Rob V.

Software Engineer at Axini

Amsterdam, North Holland, Netherlands

About

As someone with broad interests and a passion for learning, I am good at picking up new technologies and working in multidisciplinary environments. With my analytical insight, I anticipate potential issues and devise elegant solutions. I work meticulously and take pride in delivering high-quality work. Broad interest in IT (development, security, machine learning/AI) and beyond (linguistics, archaeology).

Experience

  • Software Engineer at Axini
    May 2024 - Present · 2 yrs 3 mos

  • Web Developer at DiACL project @ Frankfurt uni
    Feb 2023 - May 2024 · 1 yr 4 mos

    Porting a full stack web application from a proprietary software stack (C# ASP.NET MVC, MS SQL Server) to an open source software stack (Python/Django, PostgreSQL).

  • Lund University (8 yrs 10 mos)
    • Web Developer
      Jan 2016 - Jan 2023 · 7 yrs 1 mo

      Maintaining the web application I built and extending with new functionality, like uploading data contained in Excel files, while preserving format and ensuring data integrity.

    • Web Developer
      Apr 2014 - Jan 2016 · 1 yr 10 mos

      Responsible for the database and website design and data migration for the Comprehensive e-Dictionary of Tocharian (CeDICT) project and the Lund Digital Atlas of Language and Culture (LUNDIC) project.
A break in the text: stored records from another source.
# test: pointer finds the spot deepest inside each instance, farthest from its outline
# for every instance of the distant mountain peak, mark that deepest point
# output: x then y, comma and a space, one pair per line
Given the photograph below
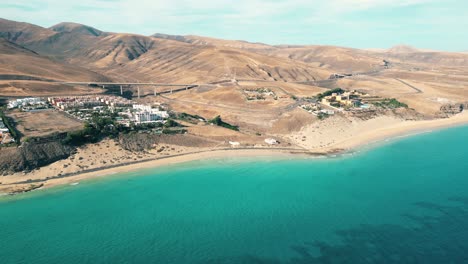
402, 49
76, 28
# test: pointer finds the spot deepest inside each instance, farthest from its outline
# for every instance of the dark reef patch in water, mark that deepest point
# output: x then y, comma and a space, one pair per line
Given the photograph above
436, 239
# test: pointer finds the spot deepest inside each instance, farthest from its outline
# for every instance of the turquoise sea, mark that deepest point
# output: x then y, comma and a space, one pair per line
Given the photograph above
405, 201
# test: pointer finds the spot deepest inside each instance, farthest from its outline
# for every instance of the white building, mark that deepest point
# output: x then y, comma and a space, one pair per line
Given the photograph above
145, 114
271, 141
24, 102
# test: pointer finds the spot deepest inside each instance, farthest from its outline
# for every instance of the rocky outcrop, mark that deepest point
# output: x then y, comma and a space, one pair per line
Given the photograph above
143, 141
453, 109
32, 155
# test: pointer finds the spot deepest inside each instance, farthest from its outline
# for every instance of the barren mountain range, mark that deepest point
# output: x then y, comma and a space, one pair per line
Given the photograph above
29, 54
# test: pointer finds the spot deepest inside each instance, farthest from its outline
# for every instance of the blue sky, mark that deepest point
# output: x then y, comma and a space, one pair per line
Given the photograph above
428, 24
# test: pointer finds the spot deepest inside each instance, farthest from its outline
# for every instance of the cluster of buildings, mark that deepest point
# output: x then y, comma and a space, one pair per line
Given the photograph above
348, 100
127, 111
142, 114
5, 136
74, 102
28, 104
316, 109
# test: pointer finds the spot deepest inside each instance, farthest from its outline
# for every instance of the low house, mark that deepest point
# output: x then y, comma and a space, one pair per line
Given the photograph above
271, 141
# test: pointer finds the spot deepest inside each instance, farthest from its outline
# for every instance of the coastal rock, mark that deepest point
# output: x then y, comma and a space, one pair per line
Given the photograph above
453, 109
32, 155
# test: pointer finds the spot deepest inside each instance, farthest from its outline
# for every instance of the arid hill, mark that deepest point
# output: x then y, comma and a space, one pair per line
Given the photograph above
19, 63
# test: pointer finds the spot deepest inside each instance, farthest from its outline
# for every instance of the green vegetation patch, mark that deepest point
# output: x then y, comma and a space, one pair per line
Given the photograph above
390, 104
329, 92
190, 118
219, 122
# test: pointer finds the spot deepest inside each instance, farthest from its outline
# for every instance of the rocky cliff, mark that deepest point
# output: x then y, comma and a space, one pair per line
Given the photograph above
32, 155
453, 109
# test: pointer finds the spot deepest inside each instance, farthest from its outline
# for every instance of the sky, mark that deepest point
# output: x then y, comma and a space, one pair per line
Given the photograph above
427, 24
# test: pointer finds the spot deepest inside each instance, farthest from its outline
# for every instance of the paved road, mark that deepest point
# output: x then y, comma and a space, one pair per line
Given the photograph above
409, 85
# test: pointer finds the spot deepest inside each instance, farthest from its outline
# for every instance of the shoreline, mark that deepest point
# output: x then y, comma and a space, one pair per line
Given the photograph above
365, 140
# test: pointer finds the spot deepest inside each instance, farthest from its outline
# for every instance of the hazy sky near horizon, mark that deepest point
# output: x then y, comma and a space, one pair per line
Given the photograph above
430, 24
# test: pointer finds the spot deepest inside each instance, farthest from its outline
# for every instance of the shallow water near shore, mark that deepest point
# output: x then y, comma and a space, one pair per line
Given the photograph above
403, 202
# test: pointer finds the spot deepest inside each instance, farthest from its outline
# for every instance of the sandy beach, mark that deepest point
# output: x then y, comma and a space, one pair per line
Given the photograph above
330, 136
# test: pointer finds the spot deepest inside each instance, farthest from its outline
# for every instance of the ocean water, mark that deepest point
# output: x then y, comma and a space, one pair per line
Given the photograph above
405, 201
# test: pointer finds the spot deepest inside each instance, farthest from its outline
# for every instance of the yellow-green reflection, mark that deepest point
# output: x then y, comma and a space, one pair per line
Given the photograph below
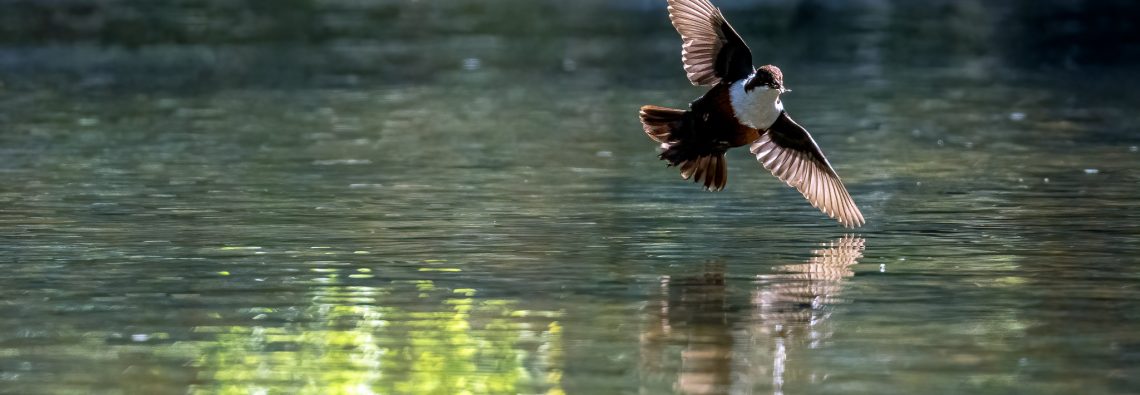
407, 338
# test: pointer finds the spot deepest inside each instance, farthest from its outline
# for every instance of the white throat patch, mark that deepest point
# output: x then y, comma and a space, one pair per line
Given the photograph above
757, 109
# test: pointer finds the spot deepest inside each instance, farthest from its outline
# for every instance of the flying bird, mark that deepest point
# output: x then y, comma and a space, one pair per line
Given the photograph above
742, 107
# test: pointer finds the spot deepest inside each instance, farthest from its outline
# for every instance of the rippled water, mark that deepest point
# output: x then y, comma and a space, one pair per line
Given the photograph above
489, 232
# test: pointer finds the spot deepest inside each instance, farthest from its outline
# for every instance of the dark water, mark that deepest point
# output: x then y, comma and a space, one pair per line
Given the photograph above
504, 227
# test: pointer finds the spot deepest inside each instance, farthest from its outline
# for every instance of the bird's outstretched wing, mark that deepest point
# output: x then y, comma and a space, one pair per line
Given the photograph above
710, 48
789, 152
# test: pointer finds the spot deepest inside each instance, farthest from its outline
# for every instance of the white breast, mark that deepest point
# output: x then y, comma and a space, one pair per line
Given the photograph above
757, 109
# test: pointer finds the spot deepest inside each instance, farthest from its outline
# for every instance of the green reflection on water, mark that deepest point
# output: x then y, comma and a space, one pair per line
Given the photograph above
456, 344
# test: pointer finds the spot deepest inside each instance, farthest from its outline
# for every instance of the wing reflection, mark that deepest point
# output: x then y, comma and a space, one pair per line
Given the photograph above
743, 346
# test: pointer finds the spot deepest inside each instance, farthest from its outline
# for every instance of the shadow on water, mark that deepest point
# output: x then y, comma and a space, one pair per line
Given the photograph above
732, 346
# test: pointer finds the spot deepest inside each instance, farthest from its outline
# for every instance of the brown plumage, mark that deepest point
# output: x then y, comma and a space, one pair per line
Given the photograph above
695, 140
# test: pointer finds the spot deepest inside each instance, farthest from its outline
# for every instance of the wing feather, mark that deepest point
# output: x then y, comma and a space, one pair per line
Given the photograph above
788, 151
711, 50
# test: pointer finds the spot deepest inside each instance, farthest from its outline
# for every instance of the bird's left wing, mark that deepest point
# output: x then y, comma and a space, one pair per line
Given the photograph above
710, 48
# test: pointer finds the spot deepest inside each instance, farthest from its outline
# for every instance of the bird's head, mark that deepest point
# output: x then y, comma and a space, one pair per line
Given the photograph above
767, 77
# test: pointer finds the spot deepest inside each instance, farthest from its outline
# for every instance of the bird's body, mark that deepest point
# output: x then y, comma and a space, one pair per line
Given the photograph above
741, 107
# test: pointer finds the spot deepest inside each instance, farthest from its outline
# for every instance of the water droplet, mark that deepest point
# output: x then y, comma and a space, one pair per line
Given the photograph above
472, 64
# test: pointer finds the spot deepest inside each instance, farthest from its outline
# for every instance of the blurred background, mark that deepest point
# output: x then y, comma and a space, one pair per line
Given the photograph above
455, 196
90, 43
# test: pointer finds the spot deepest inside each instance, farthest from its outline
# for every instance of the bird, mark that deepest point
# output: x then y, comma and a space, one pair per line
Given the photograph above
741, 107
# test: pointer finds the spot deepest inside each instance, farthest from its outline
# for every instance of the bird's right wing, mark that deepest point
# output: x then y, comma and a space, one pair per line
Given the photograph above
788, 151
710, 48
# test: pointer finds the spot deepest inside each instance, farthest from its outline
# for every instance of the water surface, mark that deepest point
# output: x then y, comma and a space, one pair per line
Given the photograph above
496, 227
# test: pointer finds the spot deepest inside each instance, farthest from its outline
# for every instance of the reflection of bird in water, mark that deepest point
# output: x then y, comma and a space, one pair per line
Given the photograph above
724, 348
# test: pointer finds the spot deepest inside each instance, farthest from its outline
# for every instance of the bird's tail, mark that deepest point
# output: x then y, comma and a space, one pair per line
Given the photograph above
668, 127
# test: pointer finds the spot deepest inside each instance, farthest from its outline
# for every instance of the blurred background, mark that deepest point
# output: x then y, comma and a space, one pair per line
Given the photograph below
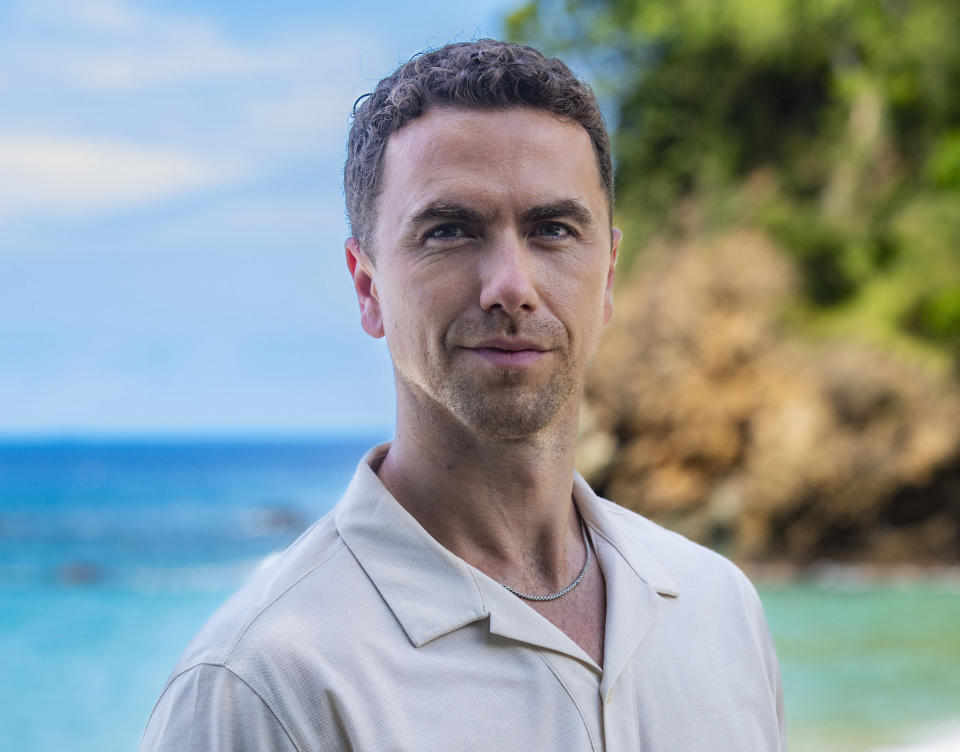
184, 385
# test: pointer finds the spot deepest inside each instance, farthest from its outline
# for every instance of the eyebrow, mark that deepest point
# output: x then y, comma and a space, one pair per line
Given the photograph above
452, 212
445, 211
571, 208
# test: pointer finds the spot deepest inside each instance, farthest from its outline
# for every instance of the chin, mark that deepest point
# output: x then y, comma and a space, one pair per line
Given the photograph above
508, 416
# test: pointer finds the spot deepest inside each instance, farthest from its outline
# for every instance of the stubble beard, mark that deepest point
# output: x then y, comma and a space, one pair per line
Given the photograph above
509, 403
509, 406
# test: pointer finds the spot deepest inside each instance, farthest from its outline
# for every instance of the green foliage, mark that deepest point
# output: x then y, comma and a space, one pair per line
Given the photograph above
845, 113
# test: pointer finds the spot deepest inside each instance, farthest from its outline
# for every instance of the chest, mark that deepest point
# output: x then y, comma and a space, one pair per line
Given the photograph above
474, 690
580, 614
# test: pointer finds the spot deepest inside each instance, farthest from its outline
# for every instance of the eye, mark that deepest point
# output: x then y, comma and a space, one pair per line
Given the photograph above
446, 232
556, 230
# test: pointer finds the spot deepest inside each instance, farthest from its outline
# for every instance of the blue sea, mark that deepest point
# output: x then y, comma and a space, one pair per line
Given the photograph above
112, 554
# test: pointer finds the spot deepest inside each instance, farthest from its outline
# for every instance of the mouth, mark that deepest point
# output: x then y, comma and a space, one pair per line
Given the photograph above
509, 353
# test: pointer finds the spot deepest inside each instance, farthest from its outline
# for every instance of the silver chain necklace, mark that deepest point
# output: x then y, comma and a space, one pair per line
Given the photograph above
568, 588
Both these projects are ongoing and therefore the websites are not released to the public at this point. For the CeDICT project, the website was built using PHP on the server side (operating within a Typo3 environment) with a MySQL database. The front end made use of jQuery and CKEditor and includes an API interface returning JSON. Data migration involved parsing a previous dictionary volume in Word format and new data collected in an Excel file. The LUNDIC project required data migration from a large repository of Excel files, including parsing some of the raw data using ANTLR. The website was built up using ASP.NET MVC 5 with a Microsoft SQL Server back end. For processing and visualizing spatial data, ArcGIS with Python, the .NET Topology Suite, and OpenLayers were used. The front end uses, among other things, jQuery and Bootstrap.

  • Academic Assistant at Leiden University
    Oct 2013 - Nov 2013 · 2 mos

    Making lexical sources available online. A part of this involved reverse engineering the - among historical linguists widely used but severely antiquated - Starling database format, in order to disclose the contents of those databases.

  • Academic Assistant at Leiden University
    Nov 2012 - Nov 2012 · 1 mo

    Preparing course material (slides) using XeLaTeX. Making lexical sources available online.